How does massage therapy compare with no treatment at all or other modalities? According to research, massage works better than an inert treatment, may have more benefits than acupuncture, comparable efficacy with exercise and corsets, but is less effective than manipulation or transcutaneous electrical nerve stimulation (TENS).
Can massage make back pain worse?
While many people experience pain relief from massage and research studies support the benefits of this therapy, other people don’t. They either don’t feel any improvement or the pain may actually get worse. Why is that?
For best results, get a massage for an experienced, registered massage therapist rather than your partner. Registered therapists have in-depth training and knowledge on the best ways to manage back pain in a safe way.
Always tell the therapist if you are feeling uncomfortable or the pain is getting worse during the massage session.

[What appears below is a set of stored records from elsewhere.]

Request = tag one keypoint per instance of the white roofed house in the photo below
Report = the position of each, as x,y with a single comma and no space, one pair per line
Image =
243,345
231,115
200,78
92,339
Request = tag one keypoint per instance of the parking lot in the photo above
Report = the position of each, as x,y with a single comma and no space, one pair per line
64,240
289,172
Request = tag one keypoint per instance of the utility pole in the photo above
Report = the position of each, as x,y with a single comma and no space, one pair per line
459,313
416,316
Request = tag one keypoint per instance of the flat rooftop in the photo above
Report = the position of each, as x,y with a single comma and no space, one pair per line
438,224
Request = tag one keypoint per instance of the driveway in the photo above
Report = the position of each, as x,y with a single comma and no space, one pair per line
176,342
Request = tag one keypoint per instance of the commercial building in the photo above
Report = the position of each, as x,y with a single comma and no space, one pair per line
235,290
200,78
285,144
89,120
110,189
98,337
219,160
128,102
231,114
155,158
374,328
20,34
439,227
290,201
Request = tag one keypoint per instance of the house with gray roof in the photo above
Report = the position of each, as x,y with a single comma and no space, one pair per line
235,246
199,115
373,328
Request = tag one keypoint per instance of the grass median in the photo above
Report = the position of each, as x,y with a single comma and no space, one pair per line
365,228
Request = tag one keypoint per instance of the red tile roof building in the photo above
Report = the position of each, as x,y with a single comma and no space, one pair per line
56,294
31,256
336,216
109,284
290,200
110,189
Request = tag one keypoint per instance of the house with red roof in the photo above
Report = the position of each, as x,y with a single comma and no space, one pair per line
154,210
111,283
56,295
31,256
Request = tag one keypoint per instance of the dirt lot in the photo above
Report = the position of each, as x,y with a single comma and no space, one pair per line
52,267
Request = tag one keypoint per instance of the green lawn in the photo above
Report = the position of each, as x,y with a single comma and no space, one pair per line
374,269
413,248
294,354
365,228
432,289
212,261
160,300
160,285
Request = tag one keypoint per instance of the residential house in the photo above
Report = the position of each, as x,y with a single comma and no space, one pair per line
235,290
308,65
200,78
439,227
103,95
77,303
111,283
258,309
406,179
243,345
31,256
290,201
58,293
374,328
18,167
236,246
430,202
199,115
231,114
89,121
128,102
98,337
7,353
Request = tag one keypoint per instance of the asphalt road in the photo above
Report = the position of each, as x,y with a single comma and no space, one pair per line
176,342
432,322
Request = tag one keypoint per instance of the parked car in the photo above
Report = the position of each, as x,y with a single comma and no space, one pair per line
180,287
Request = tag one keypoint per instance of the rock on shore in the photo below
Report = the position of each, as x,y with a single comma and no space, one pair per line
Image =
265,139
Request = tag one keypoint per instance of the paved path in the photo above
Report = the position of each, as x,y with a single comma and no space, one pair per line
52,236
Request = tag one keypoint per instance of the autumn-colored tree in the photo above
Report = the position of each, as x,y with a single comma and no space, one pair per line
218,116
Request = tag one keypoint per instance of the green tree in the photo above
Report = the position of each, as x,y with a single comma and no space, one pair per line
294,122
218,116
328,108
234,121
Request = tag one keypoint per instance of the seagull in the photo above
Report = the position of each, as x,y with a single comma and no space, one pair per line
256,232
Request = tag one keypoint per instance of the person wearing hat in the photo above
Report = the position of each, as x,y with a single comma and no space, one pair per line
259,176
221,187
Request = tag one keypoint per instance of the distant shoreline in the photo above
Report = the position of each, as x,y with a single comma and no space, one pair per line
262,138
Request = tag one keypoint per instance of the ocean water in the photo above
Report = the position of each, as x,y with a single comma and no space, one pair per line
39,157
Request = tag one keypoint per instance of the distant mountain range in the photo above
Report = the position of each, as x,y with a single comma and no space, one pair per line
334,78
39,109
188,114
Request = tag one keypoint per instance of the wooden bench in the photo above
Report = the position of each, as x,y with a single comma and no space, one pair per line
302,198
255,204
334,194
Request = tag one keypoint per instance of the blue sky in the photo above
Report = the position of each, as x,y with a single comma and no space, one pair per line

Some people are more sensitive to pain than others. Some may have higher levels of inflammation in the body than others. In both cases, a deep tissue massage may hurt and aggravate the pain, but they could benefit from light pressure massage.
Some research suggests that chronic low back pain is more complex than previously thought and different cases will require different treatment approaches. One study suggests that individuals who have depression may feel the back pain aggravated after massage. The study compared the benefits of massage versus mental relaxation in 129 participants with chronic low back pain. Many of them also suffered from depression. One group received a 30-minute massage once or twice weekly. The second group listened to a mental relaxation tape two times a week. During the five-week treatment, those who received massage experienced significant improvement in muscle pain, mental energy, and self-rated health. However, three months later, during a follow-up, the massage group reported their pain got significantly worse. The worsening of muscle pain was also associated with a depressed mood. On the other hand, those who listened to the relaxation tape did not feel aggravation of the symptoms.